Scan the negatives before prints.
Verso of Photographic originals
When the back (verso) of reflective images (e.g., photographs) contain annotations, drawings, or other significant markings, the backs should be digitized as well. Format should be grayscale with resolution set at 200 dpi unless two or more colors are present.
Naming Conventions:
Use the collection number for all images with the following annotations.
…r = Recto (or front)
…v = Verso (or back)
…u = Uncompressed/unaltered digital master
…r = Screen size reference/Access files
…f = Full screen files
Steps:
- Capture the original image. Use a flat bed scanner, or an overhead camera/scanner. Please note that an 8.5 x 11 sheet of paper at 300 dpi is 8.4 megapixels. An 8.5 x 11 sheet of paper at 400 dpi is 15 megapixels. Also, a clean sheet of glass should be placed in such a way as to minimize distortion from pages bulging away from the gutter of a book. Reflections on this glass can be countered by 2 bright lights placed at 45 degrees and turning off all the other lights in the room.

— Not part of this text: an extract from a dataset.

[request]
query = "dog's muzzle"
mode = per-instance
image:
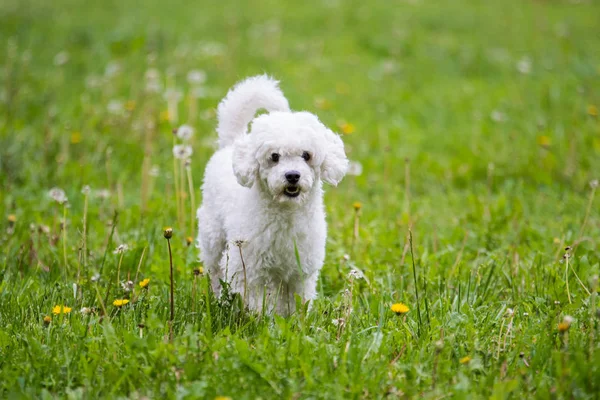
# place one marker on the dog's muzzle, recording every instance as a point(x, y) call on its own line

- Save as a tiff (jpgs have inherent flaws for long term storage, RAW file types are proprietary and incompatible with other RAW formats). It would be better if the images were named something like Author_Titlep#u.tiff. That is Author, Title, p for page, Number, u for unaltered digital master. If your scanner or camera saves as a jpg, convert to TIFF, ASAP. These masters should be saved temporarily on a cd and sent either to our webmaster, or the librarian (I really don’t care which). From there they should be saved more permanently on a terabyte external drive which will need to be purchased by the HCC from cash donations.
- Convert the tiffs to a temporary pdf. These should be fairly low density, and should not exceed 10 mb per file. If the text has to be broken up into smaller pdfs, that’s fine, since these are only temporary.

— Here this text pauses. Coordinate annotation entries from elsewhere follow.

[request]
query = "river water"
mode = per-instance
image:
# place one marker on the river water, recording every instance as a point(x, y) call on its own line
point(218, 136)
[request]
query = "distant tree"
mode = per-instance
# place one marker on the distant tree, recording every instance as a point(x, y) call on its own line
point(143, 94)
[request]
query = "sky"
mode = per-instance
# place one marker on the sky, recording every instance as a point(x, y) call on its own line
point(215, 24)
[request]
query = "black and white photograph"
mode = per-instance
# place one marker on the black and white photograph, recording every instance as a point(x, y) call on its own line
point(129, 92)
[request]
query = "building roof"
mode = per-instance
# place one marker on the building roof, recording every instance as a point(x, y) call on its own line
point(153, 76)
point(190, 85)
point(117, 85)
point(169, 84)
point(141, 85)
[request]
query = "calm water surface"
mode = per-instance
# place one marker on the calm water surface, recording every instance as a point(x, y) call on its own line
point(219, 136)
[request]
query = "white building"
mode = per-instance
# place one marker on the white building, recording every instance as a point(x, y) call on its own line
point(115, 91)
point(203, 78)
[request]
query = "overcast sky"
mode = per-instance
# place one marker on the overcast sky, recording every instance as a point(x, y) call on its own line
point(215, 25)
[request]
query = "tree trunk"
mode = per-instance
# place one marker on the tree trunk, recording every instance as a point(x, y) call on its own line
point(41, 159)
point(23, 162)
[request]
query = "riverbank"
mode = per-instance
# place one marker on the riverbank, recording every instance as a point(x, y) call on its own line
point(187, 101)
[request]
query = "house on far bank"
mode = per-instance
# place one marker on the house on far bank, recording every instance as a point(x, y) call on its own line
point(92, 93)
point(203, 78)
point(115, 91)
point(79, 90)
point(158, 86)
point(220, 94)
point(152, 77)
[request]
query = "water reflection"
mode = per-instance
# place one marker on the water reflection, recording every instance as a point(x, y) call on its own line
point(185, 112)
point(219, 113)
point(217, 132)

- Converting to a permanent format should be copies taken from the unaltered master TIFFS. Use the OCR software you have available. Illustrations and photographs can be cleaned up with any Draw and photo software you are comfortable with. The outcome may be dependent on the pdf resolution.

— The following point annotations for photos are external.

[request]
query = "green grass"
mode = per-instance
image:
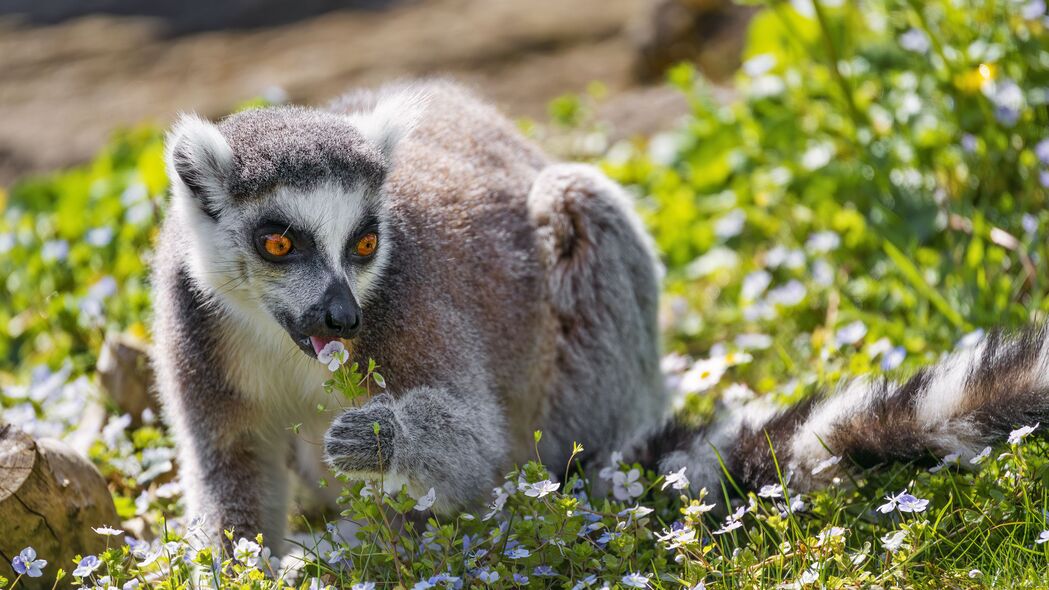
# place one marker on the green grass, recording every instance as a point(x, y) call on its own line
point(871, 197)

- The Standard for pdf creation is Adobe, and other packages should be avoided unless it can be positively determined that they don’t take proprietary coding shortcuts (I’ve lost too many files to other pdf programs that are unreadable by any other system than their own).
Metadata is that encoded data that tells us what the files are, and who did it. This should be put in place when the pdf is created in Adobe.